Die Wurzeln des Guerilla Gardening reichen zurück in das New York der 1970er Jahre – eine Zeit, in der die Stadt am Boden lag. Die South Bronx und die Lower East Side waren von Armut, Kriminalität und Vernachlässigung gezeichnet. Häuser brannten, ganze Straßenzüge verfielen, und überall türmte sich Müll auf brachliegenden Grundstücken (Village Preservation 2023). In diesem Umfeld lebte Liz Christy, eine Künstlerin und Umweltschützerin, die eines Tages beim Spaziergang durch ihr Viertel etwas Ungewöhnliches entdeckte: Auf einer Müllhalde, mitten zwischen Schutt und Abfall, sprossen Tomatenpflanzen. Diese unbeugsamen Gewächse wurden für Christy zum Symbol für die Möglichkeit, auch in den trostlosesten Ecken der Stadt Leben zu schaffen (ORF 2017).
Gemeinsam mit einer Handvoll Gleichgesinnter begann sie, sogenannte „Seed Grenades“ – Samengranaten – zu entwickeln: bunte Kugeln aus Erde, Dünger und Saatgut, gefüllt in Christbaumkugeln oder Kondome. Diese warfen sie nachts über die Zäune verlassener Grundstücke (Wikipedia 2021). Im Frühling 1973 nahmen sich die „Green Guerillas“, wie sie sich nannten, ein besonders ehrgeiziges Projekt vor: Ein 1.700 Quadratmeter großes, mit alten Kühlschränken und Bauschutt übersätes Grundstück an der Ecke Bowery und Houston Street. Sie entfernten Müll, schleppten Mutterboden heran und schufen New Yorks ersten Gemeinschaftsgarten (BBC 2010). Nach einem Jahr hartnäckiger Arbeit erwirkte Christy von der Stadt einen Pachtvertrag für einen Dollar pro Monat. Der Garten existiert noch heute als „Liz Christy Garden“ und ist das lebendige Denkmal einer Bewegung, die aus dem Nichts etwas schuf (Village Preservation 2023).
Wusstest du? Die Idee der Samenbombe wurde nicht in New York erfunden, sondern von dem japanischen Reisbauern Masanobu Fukuoka. Er entwickelte in den 1930er Jahren die Methode der „nendo dango“ (Tonkugeln), um Reisfelder zu begrünen, ohne die Erde zu pflügen (Mein schöner Garten 2025). In den 1970er Jahren brachten Besucher diese Idee mit in den Westen – und die Green Guerillas machten sie zur Waffe.
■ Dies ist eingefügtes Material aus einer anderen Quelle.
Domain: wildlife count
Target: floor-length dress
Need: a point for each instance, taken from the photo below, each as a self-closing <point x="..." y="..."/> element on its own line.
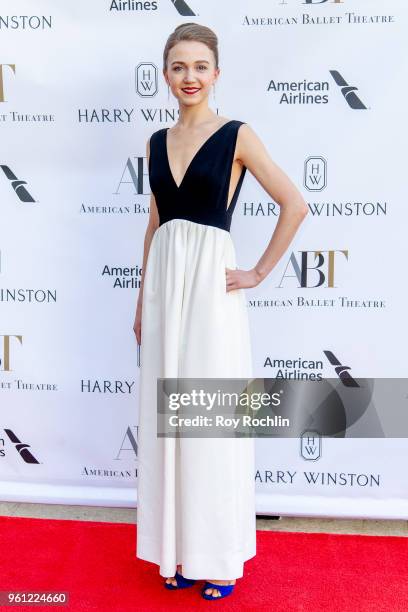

Der Funke springt über den Atlantik
Von New York aus verbreitete sich die Idee des Guerilla Gardening in den 1990er Jahren nach Europa – und fand in London ihren zweiten Nährboden. Der 1. Mai 2000 wurde zum Schlüsselmoment für die Bewegung in Großbritannien. An diesem Tag trafen sich Globalisierungskritiker, Anarchisten und Umweltaktivisten auf dem Parliament Square, bewaffnet mit Spaten, Setzlingen und Transparenten mit der Aufschrift „Die Straßen zurückerobern“. Sie gruben den Rasen um und bepflanzten ihn – ein symbolischer Akt des Widerstands gegen die zunehmende Privatisierung öffentlichen Raums (Wikipedia 2023).
Die Aktion fand schnell Nachahmer. Der Brite Richard Reynolds, der heute als Galionsfigur der Bewegung gilt, begann 2004 einen Blog über seine „illiziten Kultivierungen“ in London. „Du brauchst nur einen Spaten und ein paar Pflanzen“, sagte er über die Einfachheit der Idee. Vier Jahre später veröffentlichte er sein Buch „On Guerrilla Gardening“, das zur Kampfschrift einer ganzen Generation wurde (BBC 2010). Seine Website wurde zur zentralen Plattform, auf der sich Gärtner aus aller Welt austauschen, Fotos ihrer Aktionen teilen und Tipps für Anfänger geben.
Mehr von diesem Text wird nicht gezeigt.